1821-2021. « Je crus voir, au travers de mon trouble, l’Empereur à cheval, devant sa Garde. »

Napoléon et son état-major...Louis Bro, colonel mis à la demi-solde et fervent bonapartiste, fréquente avec quelques amis et compagnons d’armes,  l’atelier du peintre Horace Vernet, situé dans le quartier de la Nouvelle Athènes, à Paris [1]. Ecoutons-le…

Le vendredi 6 juillet 1821, vers neuf heures du soir, le colonel de Brack entrait dans le jardin d’Horace Vernet et, parvenu au milieu du petit groupe que formaient les hommes, il disait, d’une voix que des sanglots allaient couper : « Mes bons amis, je vous apporte une bien triste nouvelle. Il est mort, le 5 mai après-midi, en l’île de Sainte-Hélène. » Nous fûmes tous debout à l’instant. Tous les yeux se remplirent de larmes. J’éprouvai un étourdissement et Béranger me soutint, sans quoi je serais tombé[2]. On me rassit, et je crus voir, au travers de  mon trouble, l’Empereur à cheval, devant sa Garde, la Garde à laquelle j’avais appartenu Laure [son épouse] vint me consoler et essuyer mes larmes, qui coulèrent pendant longtemps. Vernet fit éclairer son atelier et placer le buste de Napoléon sur une table.

On mit un large crêpe sur les épaules de marbre du héros et l’on alluma devant deux cierges qui brûlèrent jusqu’au matin.

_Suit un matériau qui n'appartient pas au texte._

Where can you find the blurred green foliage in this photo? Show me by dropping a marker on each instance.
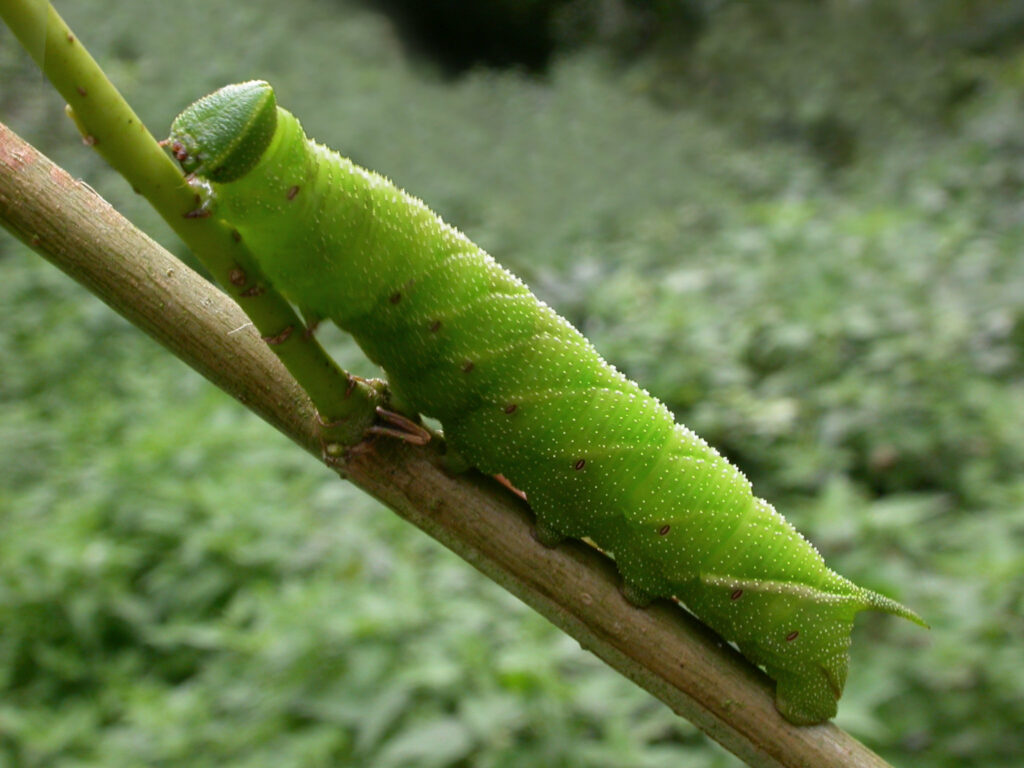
(801, 227)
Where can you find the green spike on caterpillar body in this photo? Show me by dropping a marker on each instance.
(521, 393)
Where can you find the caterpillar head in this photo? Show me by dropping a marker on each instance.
(222, 136)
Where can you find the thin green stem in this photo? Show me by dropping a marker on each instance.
(112, 128)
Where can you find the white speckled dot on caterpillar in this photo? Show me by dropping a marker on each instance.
(521, 393)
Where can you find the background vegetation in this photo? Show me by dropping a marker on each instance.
(798, 223)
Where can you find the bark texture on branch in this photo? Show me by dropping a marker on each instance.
(660, 648)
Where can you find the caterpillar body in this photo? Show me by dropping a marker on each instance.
(520, 392)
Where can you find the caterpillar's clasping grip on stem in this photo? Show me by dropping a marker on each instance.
(521, 393)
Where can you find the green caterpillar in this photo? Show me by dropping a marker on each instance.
(520, 392)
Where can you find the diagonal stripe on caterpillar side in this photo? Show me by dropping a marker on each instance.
(521, 393)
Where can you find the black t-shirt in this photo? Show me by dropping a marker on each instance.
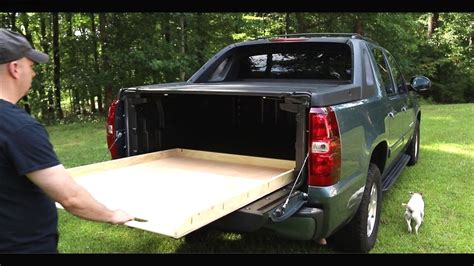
(28, 217)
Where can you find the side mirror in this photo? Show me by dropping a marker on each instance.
(420, 83)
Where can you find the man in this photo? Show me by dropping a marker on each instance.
(31, 176)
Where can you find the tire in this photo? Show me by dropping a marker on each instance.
(414, 147)
(356, 236)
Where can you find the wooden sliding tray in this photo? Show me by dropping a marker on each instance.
(178, 191)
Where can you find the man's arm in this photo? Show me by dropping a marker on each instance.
(59, 186)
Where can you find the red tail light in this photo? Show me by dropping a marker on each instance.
(111, 130)
(324, 147)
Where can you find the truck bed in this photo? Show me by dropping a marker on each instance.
(178, 191)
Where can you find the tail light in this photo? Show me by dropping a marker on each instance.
(111, 130)
(324, 147)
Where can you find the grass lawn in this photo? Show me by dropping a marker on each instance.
(444, 174)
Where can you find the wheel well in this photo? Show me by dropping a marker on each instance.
(379, 156)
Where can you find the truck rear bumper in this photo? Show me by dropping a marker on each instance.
(304, 224)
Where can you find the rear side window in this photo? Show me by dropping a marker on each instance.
(314, 61)
(396, 74)
(382, 71)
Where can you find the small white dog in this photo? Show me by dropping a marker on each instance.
(415, 210)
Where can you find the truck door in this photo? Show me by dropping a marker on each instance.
(395, 105)
(406, 110)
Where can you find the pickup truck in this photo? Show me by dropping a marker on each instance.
(337, 105)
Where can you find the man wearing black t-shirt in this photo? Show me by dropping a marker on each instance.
(31, 176)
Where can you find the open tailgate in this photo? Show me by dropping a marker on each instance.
(178, 191)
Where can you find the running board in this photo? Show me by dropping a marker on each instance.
(395, 172)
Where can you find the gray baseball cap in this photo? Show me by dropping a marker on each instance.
(14, 46)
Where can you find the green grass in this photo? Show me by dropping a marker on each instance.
(444, 174)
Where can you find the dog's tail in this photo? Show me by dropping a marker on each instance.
(408, 207)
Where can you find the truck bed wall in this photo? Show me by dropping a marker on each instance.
(245, 125)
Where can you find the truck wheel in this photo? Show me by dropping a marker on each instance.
(360, 233)
(414, 147)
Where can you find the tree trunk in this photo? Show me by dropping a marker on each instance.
(108, 97)
(287, 23)
(182, 72)
(432, 23)
(57, 67)
(358, 25)
(471, 38)
(301, 25)
(13, 21)
(165, 26)
(47, 104)
(28, 36)
(96, 61)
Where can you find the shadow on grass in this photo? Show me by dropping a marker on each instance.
(215, 241)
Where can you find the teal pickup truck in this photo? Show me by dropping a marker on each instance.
(337, 105)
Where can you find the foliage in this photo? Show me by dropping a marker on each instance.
(101, 53)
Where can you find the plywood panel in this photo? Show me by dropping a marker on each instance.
(178, 191)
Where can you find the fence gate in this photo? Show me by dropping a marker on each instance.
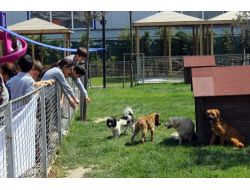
(138, 62)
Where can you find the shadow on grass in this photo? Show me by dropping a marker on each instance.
(134, 144)
(220, 157)
(112, 137)
(213, 157)
(172, 142)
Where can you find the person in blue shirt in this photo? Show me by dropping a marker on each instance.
(58, 73)
(23, 83)
(78, 59)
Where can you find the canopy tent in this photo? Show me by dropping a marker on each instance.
(40, 27)
(168, 19)
(225, 18)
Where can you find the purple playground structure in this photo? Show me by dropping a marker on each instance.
(8, 54)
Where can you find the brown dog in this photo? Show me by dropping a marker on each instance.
(223, 130)
(144, 124)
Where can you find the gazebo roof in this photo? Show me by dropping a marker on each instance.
(225, 18)
(168, 18)
(38, 26)
(221, 81)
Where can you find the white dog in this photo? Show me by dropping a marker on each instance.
(119, 126)
(184, 128)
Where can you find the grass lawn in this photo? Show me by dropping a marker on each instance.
(89, 145)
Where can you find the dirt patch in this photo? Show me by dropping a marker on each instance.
(99, 120)
(78, 172)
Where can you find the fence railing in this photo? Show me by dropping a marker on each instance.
(146, 67)
(31, 130)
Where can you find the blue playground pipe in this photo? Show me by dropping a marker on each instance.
(46, 45)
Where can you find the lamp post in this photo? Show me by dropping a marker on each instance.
(103, 23)
(131, 49)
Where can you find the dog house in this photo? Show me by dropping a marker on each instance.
(224, 88)
(194, 62)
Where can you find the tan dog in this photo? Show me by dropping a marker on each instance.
(144, 124)
(223, 130)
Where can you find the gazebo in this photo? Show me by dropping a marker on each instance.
(41, 27)
(168, 20)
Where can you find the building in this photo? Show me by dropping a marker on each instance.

J’appris que le général Rapp, de service auprès de Louis XVIII, à Saint-Cloud, était tombé malade en apprenant la fin du grand capitaine. Mon jardinier bâtonna, le 10, un individu qui criait à la grille : «Demandez la mort du brigand Buonaparte, pour deux sols », Le Journal du Commerce, seul organe bonapartiste à Paris, nous donna quelques renseignements. Auguste Regnault ne voulait pourtant voir encore là qu’une fausse nouvelle. Mais, le 23 août, Marchand, valet de chambre de l’Empereur, nous donna des détails sur son agonie. Et les « fidèles », pendant un an, ne portèrent que des habits noirs.


[1] On entrait chez lui par le n° 2 de la rue des Martyrs, écrit Bro, et l’on parvenait au logis par une longue cour derrière ce que l’on appelait alors un « bastringue », espèce de bal public de bas étage qui se nomma d’abord Cocoli, puis le Coq hardi ». Louis Bro habitait dans la même rue, au n° 23. Actuellement (2021), rien ne rappelle leurs souvenirs respectifs dans cette rue qui se trouve à présent dans le 9ème arrondissement de Paris.

[2] « J’aimais l’Empereur comme un fils aime son père et le pleurai de même. », écrit quant à lui Maurice Persat, ancien capitaine de cavalerie, lorsqu’il apprend la mort de l’Empereur.  Selon J. Lucas- Dubreton (« Le Culte de Napoléon »), « les réactions de l’opinion devant la nouvelle varient étrangement suivant qu’il s’agit des « hautes sphères », des bourgeois ou du peuple. » Il écrit plus loin : « Dans l’entourage du Roi, l’impression dominante est le soulagement ; mais en public on dissimule et Louis XVIII essaie même, grâce à la disparition du Corse, de rallier les bonapartistes.  Rapp, titulaire maintenant d’une charge à la cour, refuse d’abord de croire à la nouvelle, puis sur l’assurance qu’elle est parvenue au Roi pendant la nuit, de grosses larmes coulent sur ses joues : « J’ai été quinze ans son aide-de-camp, dit-il, et je ne suis pas un ingrat. »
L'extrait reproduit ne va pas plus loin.